Caldeandrín Ediciones dijo...

En un mismo espacio, por eso del compound, ¿no te ha tocado el o la que ronca como un tractor, el que ve la tele hasta las tantas, el que comenta, describe y cuenta el final de lo que están echando, el que mueve a gusto (suyo y disgusto ajeno) los dedos de los pies y el smell sube hasta la pituitaria...? Depende lo los metros cuadrados de que dispongas, pero la incivilidad suele agazaparse donde menos uno la espera. ¡Hay sitios tan hostiles para convivir, yo no sé...!
I await delivery number five!

Patricia Palleres dijo...

Excelente relato, te seguiré para seguir los siguientes capítulos...
Un abrazo. Pat
https://entrelosrincones.blogspot.com

WENDY L dijo...

Después de pasar horas buscando en Internet sobre cómo conseguir mi amante de nuevo me alegré de que me puse en contacto con el Dr. Adeleke Sin perder mucho tiempo me gustaría escribir los detalles del Dr.
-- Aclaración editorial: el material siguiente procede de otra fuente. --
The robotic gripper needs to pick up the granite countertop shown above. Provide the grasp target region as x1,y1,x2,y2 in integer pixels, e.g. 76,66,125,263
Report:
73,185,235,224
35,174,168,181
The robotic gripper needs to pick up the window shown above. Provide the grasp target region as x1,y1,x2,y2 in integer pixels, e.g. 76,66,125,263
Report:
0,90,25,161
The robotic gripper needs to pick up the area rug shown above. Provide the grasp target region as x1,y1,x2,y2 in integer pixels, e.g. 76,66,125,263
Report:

Adeleke cuyos detalles ha hecho un gran favor a mucha gente, Ellos a través de correo electrónico: aoba5019@gmail.com o WhatsApp él +27740386124

Blogger dijo...

El amor siempre es hermoso cuando estás con la verdadera persona, tú y el verdadero amante. Soy Mayruris Camplelo Mi novio ha roto conmigo y me sentí solo así que me dirigieron a un muy amable y gran lanzador de hechizos Dr. ADELEKE que me ayudó a traer de vuelta a mi amante a mí y me pidió 340 euros para los artículos necesarios para el hechizo y hoy estoy con él ahora y somos felices juntos. Estoy muy agradecido por lo que has hecho por mí Dr ADELEKE puedes enviarle un correo electrónico aoba5019@gmail.com o Whatsapp me a través de +27740386124 

Blogger dijo...

El amor siempre es hermoso cuando estás con la verdadera persona, tú y el verdadero amante. Soy Mayruris Camplelo Mi novio ha roto conmigo y me sentí solo así que me dirigieron a un muy amable y gran lanzador de hechizos Dr. ADELEKE que me ayudó a traer de vuelta a mi amante a mí y me pidió 340 euros para los artículos necesarios para el hechizo y hoy estoy con él ahora y somos felices juntos. Estoy muy agradecido por lo que has hecho por mí Dr ADELEKE puedes enviarle un correo electrónico aoba5019@gmail.com o Whatsapp me a través de +27740386124 

Anonymous dijo...

¿Se enfrenta a algún tipo de dificultad en la vida y desea una solución duradera? Póngase en contacto con el Dr. Ajayi, que es un poderoso lanzador de hechizos en Viber o número de WhatsApp: +2347084887094 o correo electrónico: drajayi1990@gmail.com

Mi esposo planeaba divorciarse de mí diciendo que estaba cansado de nuestra unión. Me sorprendió porque esto sucedió de repente y mi instinto me dijo que algo iba mal, luego descubrí que mi esposo tenía una mujer afuera, le pregunté sobre eso. , se enojó mucho y dijo que por eso quiere que nos divorciemos, se fue de su casa durante 6 meses cuando vi el contacto del Dr. Ajayi, el lanzador de hechizos, una mujer le explicó con quién podía quedar embarazada y tener un hijo propio. una medicina herbal después de 9 años de matrimonio, tomé su contacto y le expliqué mi situación con mi esposo, él me dijo que mi esposo había sido manipulado por la fuerza oscura, me dijo algunas cosas que debía hacer y realizar un hechizo para mí, después de las siete días del hechizo que mi esposo vino y llegó a casa y rompió el papel del divorcio, ahora estamos viviendo felices gracias al Dr. Ajayi. No se avergüence de su problema, busque ayuda y resuélvala.